Abelmann, Kelleher, & Mortensen on Ethnography of the University (12/12/03)

As part of our ongoing speaker series supported by the Ford Foundation's Division of Knowledge, Creativity & Freedom, our December 12 panel presentation was entitled, "The Ethnography of the University." The distinguished speakers were Professors Nancy Abelmann, William Kelleher, and Peter Mortensen.

ABSTRACT: The Ethnography of the University (EOTU) initiative sponsors undergraduate research on the university and archives it in web-accessible form for the UIUC community. EOTU also functions as a learning group for students, staff, and faculty interested in what it means to conduct research on universities as institutions. EOTU encourages students to interact with existing university narratives through qualitative research. Namely, by engaging the multiple stories that universities tell themselves and others, student researchers can understand the implications of their findings. From this perspective, EOTU appreciates that universities and colleges—as institutions, organizations, maps, and histories—are composites of diverse prose, statistical, and visual narratives that communicate complex and often conflicting institutional values, commitments, and identities. EOTU thus directs students' attention to these complex and even conflicting narratives about the university. EOTU ethnographic research includes face-to-face participant observation and interviews, as well as historical, discursive, visual, numerical, and web-based analyses.

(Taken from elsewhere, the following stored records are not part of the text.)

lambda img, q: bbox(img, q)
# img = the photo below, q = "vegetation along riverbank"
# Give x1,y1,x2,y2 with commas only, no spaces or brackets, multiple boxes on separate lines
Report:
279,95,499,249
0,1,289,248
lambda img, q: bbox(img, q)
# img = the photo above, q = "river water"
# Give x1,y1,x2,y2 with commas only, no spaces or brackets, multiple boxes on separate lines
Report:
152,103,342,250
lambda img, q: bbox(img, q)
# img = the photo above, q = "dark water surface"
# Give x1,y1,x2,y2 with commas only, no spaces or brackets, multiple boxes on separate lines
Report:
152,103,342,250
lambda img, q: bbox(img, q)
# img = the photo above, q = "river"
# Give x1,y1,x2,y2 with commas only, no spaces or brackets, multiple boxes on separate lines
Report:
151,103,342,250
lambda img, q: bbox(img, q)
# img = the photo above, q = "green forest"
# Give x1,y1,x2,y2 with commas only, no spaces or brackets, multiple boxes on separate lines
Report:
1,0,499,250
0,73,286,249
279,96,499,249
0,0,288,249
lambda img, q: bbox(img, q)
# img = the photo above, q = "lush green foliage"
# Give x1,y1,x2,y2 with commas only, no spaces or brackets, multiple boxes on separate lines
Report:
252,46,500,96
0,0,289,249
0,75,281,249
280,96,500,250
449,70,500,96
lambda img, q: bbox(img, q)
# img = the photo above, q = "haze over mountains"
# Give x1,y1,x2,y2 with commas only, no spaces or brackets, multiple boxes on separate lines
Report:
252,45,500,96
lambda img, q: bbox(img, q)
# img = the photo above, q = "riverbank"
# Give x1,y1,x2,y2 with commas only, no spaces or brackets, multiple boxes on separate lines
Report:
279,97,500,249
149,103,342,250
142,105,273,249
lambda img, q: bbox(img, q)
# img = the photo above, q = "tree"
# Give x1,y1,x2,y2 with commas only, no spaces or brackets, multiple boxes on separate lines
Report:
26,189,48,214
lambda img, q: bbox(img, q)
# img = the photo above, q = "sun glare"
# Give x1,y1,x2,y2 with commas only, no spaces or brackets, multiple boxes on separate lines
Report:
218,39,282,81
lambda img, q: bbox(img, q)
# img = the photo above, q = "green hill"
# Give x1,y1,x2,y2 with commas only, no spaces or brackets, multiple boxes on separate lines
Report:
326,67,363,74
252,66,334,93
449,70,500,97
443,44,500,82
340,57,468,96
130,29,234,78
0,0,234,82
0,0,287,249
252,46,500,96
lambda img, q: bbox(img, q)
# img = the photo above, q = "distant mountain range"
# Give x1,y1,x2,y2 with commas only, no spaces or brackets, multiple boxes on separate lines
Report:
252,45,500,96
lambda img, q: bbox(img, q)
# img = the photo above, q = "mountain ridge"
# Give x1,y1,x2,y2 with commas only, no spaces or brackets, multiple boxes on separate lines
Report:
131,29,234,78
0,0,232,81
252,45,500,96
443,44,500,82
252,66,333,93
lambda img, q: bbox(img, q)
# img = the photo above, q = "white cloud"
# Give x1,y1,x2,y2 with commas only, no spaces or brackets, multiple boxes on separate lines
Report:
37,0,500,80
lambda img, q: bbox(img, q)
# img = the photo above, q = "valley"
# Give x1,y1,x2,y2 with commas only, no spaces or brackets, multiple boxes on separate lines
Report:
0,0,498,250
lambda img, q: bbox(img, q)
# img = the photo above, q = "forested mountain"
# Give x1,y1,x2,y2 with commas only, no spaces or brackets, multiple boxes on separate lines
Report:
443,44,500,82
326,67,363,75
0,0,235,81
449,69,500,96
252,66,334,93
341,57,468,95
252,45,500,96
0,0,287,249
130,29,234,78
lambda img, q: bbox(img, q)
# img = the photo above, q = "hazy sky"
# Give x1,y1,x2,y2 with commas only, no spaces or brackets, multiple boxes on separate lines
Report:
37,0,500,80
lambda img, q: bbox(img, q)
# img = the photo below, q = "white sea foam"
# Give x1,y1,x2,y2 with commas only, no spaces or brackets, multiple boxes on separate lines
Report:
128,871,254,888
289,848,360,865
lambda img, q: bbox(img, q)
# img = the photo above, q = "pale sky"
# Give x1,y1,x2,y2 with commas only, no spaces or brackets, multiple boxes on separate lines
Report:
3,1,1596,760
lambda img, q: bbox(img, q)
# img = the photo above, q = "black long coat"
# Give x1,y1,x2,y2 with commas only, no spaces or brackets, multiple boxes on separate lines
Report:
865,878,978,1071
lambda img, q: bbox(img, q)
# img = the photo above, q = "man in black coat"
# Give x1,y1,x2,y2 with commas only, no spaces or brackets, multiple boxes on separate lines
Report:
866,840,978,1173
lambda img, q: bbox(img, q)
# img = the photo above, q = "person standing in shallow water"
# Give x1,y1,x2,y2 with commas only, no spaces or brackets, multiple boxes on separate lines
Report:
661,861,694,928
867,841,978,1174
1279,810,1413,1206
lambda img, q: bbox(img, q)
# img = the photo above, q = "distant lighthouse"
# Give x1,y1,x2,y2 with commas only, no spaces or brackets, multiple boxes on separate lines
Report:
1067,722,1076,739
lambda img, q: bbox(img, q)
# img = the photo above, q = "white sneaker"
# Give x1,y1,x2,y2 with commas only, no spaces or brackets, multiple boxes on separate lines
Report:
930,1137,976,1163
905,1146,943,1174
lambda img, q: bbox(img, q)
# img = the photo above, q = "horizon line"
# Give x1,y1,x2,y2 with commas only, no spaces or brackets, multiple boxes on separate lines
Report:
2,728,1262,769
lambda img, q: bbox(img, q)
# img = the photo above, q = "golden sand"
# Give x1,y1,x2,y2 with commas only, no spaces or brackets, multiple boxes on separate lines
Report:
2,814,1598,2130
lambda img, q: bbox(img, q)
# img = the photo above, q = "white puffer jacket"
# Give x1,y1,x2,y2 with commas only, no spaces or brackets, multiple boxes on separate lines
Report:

BACKGROUND READING: An overview of the Ethnography of the University (EOTU) initiative is available at www.eotu.uiuc.edu

Nancy Abelmann is an Associate Professor of Anthropology, East Asian Languages and Cultures, and Women's Studies at the University of Illinois at Urbana-Champaign; she is also a teaching faculty member of Asian American Studies. She earned a Ph.D. in Social Anthropology at the University of California at Berkeley, and a B.A. in East Asian Studies at Harvard University. Among her publications, she has written on social movements in contemporary South Korea (Echoes of the Past, Epics of Dissent: A South Korean Social Movement, University of California Press, 1996); on Korean America (Blue Dreams: Korean Americans and the Los Angeles Riots, with John Lie, Harvard University Press, 1995); and on women and social mobility in post-colonial South Korea (The Melodrama of Mobility: Women, Talk and Class in Contemporary South Korea, University of Hawai'i Press, 2003). Her co-edited volume with Kathleen McHugh, Gender, Genre, and Nation: South Korean Golden Age Melodrama, is forthcoming from Wayne State University Press.


William F. Kelleher is Associate Professor in Anthropology at the University of Illinois, Urbana-Champaign. He earned his Ph.D. from the University of Michigan in 1990. His research focuses on social and cultural theory, colonialism, work and class, ethnicity, social transformation, and political violence in Europe, Cuba, and Northern Ireland. Regarding the latter, his research addresses the ways by which British colonial and postcolonial presence in Northern Ireland have created forms of racial identification and disidentifications. He has examined the everyday labor processes in a Northern Ireland factory and has linked the difficulties of forming class identities to the histories of colonialism and political conflict there. Among his most recent publications is The Troubles in Ballybogoin: Memory and Identity in Northern Ireland (University of Michigan, 2003).


Peter Mortensen is an Associate Professor of English at the University of Illinois at Urbana-Champaign, where he directs the Freshman Rhetoric and Academic Writing Programs. He earned a Ph.D. in English and American Literature at the University of California, San Diego, and a B.A. in Literature from UCSD's Revelle College. His books include Imagining Rhetoric: Composing Women of the Early United States (with Janet Carey Eldred, 2002), which examines the fate of women's liberatory civic rhetoric in the new republic; and Ethics and Representation in Qualitative Studies of Literacy (edited with Gesa E. Kirsch, 1996). He is currently completing Illiterate Sorrows: The Uses of Illiteracy in Industrial America, 1880-1920 and Women and Literacy: Inquiries for a New Century (edited with Beth Daniell).